If location is everything, then White’s undoubtedly is too: the club was founded at #4 Chesterfield Street in 1693, when Francesco Bianco (“Francis White”) organized it to sell hot chocolate and tickets to the King’s Theatre and Royal Drury Lane Theatre productions. In 1778 it moved to #37-38 Saint James Street, also in London, and has been there since, remaining mercifully immune to progress of any sort or shape (save one application of fresh paint in 1970).

Clubs judge themselves, and are judged, by the caliber of both their membership and of their waiting lists. White’s excels in both. Past and current membership has included, or does include, Beau Brummell, King Edward VII, the sixth Earl of Dartmouth William Legge, Prince Charles, and Evelyn Waugh (who made earning admittance his life’s work).

In 1783 White’s became unofficial headquarters to the Tory party. Brooks’s Club, down the street, similarly hosted the Whigs. A few especially affable gentlemen held membership in both, and used to walk between them during meetings. Through it all, White’s remained, and remains, a bastion of all things traditionally and refinedly masculine: discussions around the bar range in concentration from upland pheasants to falconry to horsemanship to the engravings on side-by-side wing guns.

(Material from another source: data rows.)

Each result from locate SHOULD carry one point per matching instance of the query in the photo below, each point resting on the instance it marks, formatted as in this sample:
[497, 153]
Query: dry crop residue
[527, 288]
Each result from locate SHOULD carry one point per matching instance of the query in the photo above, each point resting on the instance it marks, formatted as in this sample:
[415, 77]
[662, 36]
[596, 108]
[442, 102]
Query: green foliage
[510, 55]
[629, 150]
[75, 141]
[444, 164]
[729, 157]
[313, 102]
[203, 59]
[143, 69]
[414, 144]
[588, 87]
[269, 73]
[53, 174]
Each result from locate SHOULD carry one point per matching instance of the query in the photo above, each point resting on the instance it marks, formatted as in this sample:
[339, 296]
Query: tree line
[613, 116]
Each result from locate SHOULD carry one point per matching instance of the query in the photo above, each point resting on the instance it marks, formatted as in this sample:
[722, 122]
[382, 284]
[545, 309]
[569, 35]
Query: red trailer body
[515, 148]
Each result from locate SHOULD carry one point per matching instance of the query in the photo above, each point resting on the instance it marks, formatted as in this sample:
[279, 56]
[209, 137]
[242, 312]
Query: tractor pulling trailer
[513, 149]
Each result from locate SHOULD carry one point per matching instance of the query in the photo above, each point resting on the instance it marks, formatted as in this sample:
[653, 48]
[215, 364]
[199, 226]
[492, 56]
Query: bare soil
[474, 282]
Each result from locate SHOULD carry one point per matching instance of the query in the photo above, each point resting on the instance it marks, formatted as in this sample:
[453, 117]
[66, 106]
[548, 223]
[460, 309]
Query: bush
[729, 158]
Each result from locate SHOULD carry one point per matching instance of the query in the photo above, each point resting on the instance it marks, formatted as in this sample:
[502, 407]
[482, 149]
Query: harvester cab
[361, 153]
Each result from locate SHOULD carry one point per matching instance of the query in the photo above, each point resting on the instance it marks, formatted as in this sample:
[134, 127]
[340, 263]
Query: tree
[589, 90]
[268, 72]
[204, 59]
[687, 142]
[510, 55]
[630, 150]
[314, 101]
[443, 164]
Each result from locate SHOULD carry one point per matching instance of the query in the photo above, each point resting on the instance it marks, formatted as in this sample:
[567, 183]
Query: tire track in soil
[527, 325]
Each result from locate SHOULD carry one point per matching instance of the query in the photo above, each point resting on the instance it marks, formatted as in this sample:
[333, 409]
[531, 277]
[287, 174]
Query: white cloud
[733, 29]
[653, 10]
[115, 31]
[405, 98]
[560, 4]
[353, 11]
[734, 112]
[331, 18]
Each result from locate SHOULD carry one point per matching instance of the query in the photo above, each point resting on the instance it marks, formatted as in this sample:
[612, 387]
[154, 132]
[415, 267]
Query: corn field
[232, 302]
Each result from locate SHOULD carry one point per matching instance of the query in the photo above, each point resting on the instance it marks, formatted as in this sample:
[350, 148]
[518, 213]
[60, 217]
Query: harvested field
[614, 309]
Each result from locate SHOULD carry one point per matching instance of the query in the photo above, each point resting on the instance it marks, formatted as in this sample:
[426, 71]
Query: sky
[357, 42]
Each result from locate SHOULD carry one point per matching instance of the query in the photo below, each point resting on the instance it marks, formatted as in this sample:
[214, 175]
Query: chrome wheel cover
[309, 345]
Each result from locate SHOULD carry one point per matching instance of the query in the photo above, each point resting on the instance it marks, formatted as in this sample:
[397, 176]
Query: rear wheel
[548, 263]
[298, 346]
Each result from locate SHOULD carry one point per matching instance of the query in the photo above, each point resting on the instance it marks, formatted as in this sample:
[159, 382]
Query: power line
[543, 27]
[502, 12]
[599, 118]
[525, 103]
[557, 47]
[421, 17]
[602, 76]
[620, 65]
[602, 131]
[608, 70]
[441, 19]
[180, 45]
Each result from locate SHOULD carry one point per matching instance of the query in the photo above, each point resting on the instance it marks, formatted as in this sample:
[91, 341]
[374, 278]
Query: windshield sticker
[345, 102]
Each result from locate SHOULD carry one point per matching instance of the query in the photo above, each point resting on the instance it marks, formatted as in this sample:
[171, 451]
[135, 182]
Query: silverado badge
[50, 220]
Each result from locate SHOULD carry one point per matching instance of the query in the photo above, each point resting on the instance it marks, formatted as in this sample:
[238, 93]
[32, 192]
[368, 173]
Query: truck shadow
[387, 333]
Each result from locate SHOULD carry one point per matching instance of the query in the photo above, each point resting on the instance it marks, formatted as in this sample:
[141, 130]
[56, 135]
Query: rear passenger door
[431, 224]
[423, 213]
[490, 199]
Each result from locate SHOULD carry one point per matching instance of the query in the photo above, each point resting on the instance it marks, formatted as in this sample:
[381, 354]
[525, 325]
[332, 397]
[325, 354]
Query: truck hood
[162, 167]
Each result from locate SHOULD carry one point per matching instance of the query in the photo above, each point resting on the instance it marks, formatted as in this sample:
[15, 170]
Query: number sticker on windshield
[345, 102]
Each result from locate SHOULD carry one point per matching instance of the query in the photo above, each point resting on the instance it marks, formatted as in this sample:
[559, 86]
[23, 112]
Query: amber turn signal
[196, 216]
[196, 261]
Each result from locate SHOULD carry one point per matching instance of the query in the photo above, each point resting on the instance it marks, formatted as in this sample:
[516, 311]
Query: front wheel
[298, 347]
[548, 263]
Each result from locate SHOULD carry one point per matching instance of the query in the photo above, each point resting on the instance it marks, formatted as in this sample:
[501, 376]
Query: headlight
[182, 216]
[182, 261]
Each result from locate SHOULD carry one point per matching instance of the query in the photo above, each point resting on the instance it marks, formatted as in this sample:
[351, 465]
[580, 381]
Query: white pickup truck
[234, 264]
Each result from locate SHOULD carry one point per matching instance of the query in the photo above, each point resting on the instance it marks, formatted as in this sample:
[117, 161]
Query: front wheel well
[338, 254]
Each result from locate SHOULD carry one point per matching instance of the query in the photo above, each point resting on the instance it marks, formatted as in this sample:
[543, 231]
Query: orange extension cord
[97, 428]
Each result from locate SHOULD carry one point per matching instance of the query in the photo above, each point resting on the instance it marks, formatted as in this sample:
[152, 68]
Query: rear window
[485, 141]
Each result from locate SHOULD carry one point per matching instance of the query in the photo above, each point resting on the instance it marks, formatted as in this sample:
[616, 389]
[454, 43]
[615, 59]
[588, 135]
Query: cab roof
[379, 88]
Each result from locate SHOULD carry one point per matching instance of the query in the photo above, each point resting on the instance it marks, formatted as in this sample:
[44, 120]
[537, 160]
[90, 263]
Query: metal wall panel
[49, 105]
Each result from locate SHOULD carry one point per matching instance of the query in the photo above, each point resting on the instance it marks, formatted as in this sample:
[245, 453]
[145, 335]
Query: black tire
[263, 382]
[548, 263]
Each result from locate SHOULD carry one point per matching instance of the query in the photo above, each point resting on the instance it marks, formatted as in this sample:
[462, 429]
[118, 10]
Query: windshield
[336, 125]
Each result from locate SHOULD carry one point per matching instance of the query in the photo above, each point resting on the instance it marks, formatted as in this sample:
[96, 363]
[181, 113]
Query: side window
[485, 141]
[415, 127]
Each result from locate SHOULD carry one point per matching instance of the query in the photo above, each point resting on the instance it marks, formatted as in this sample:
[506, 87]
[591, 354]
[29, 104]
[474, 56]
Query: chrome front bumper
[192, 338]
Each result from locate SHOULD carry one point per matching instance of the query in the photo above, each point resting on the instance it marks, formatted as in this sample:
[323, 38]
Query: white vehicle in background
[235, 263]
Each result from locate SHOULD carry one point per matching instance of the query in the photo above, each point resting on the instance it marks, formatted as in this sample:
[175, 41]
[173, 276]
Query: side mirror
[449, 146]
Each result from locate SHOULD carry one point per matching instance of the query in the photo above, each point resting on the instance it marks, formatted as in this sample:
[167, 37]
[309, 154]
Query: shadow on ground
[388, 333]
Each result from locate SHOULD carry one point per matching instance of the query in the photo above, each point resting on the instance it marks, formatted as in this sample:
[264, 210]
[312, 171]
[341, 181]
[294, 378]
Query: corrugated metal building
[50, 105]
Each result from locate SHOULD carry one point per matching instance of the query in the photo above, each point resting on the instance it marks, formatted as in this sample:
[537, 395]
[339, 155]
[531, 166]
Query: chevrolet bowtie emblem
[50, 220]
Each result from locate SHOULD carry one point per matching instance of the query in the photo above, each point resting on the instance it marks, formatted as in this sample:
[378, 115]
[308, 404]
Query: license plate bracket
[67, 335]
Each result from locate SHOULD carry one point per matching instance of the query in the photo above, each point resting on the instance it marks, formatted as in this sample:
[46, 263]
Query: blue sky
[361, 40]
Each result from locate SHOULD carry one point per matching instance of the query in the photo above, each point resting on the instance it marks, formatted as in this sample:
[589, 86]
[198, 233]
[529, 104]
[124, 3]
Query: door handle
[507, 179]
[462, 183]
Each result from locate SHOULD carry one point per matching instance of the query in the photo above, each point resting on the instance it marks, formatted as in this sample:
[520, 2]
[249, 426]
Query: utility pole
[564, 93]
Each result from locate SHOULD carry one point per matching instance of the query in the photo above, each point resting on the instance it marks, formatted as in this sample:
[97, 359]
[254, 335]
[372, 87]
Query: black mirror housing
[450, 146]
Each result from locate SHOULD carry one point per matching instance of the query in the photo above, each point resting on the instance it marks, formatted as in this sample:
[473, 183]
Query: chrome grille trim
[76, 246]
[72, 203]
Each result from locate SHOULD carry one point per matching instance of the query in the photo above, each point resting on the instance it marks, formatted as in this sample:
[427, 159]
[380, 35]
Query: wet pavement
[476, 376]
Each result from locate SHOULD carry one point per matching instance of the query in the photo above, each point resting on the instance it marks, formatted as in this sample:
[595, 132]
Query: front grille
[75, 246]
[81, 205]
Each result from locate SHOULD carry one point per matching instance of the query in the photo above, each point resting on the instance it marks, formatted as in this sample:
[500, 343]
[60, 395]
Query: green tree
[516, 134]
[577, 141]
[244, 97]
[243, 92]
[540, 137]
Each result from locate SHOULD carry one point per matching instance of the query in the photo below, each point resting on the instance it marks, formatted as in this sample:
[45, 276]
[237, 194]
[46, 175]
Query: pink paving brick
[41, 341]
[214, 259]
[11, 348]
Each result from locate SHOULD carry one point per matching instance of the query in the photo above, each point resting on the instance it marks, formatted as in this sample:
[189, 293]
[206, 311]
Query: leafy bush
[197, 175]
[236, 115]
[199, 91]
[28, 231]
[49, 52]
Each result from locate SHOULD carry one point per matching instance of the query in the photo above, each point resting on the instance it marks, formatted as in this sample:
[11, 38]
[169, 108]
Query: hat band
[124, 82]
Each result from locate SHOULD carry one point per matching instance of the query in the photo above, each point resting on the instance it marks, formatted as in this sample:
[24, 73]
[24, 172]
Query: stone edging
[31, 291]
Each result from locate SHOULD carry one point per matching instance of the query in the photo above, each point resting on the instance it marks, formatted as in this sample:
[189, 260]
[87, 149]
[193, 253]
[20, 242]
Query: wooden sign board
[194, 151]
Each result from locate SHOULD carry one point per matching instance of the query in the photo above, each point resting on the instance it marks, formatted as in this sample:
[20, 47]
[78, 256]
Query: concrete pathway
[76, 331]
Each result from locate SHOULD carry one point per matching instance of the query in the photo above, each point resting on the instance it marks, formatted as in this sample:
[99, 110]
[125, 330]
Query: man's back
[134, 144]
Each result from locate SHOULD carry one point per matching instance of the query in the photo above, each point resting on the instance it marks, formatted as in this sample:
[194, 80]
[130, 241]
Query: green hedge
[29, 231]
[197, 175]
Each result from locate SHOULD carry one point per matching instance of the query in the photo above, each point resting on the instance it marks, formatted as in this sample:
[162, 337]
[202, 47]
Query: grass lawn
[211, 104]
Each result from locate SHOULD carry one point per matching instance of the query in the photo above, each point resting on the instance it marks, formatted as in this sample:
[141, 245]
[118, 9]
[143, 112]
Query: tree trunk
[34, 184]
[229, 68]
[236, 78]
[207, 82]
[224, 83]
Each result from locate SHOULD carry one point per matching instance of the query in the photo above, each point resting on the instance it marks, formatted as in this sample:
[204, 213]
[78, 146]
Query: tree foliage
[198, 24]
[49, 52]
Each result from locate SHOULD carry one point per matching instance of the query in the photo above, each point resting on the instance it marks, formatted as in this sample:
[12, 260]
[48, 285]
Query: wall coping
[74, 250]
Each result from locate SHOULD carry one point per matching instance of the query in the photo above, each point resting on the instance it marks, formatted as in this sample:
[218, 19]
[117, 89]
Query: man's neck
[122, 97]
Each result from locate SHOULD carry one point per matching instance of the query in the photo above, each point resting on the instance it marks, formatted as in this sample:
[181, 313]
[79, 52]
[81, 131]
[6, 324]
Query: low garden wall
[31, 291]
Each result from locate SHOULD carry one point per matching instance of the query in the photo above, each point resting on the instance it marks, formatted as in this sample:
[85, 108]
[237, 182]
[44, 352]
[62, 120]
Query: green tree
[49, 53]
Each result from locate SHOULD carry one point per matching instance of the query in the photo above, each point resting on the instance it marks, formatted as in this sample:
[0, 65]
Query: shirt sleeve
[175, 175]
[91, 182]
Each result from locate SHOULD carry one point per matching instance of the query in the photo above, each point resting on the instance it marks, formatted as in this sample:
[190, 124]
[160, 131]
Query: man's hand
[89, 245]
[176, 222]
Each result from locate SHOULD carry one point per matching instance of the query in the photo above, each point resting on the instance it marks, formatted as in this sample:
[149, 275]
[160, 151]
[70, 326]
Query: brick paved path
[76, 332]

The club keeps a table squarely in front of a large bow window, for which it is famous: the chair at the head of the table has been White’s de facto throne since its installation. Beau Brummell held court there till he moved to America in 1816, when Lord Alvaney took it up and, legend has it, bet a friend 3,000 pounds one day on which of two raindrops would be the first to reach the bottom of a window. Gambles like these are recorded in White’s house ledger, kept near the table, in which all table bets are noted. Bets marked down include, in addition to raindrops, social marriages, sporting events, political developments, and whether or not the French Revolution would fail.

White's Club, London, England.

White's Club, #37-38 Saint James Street, London, England.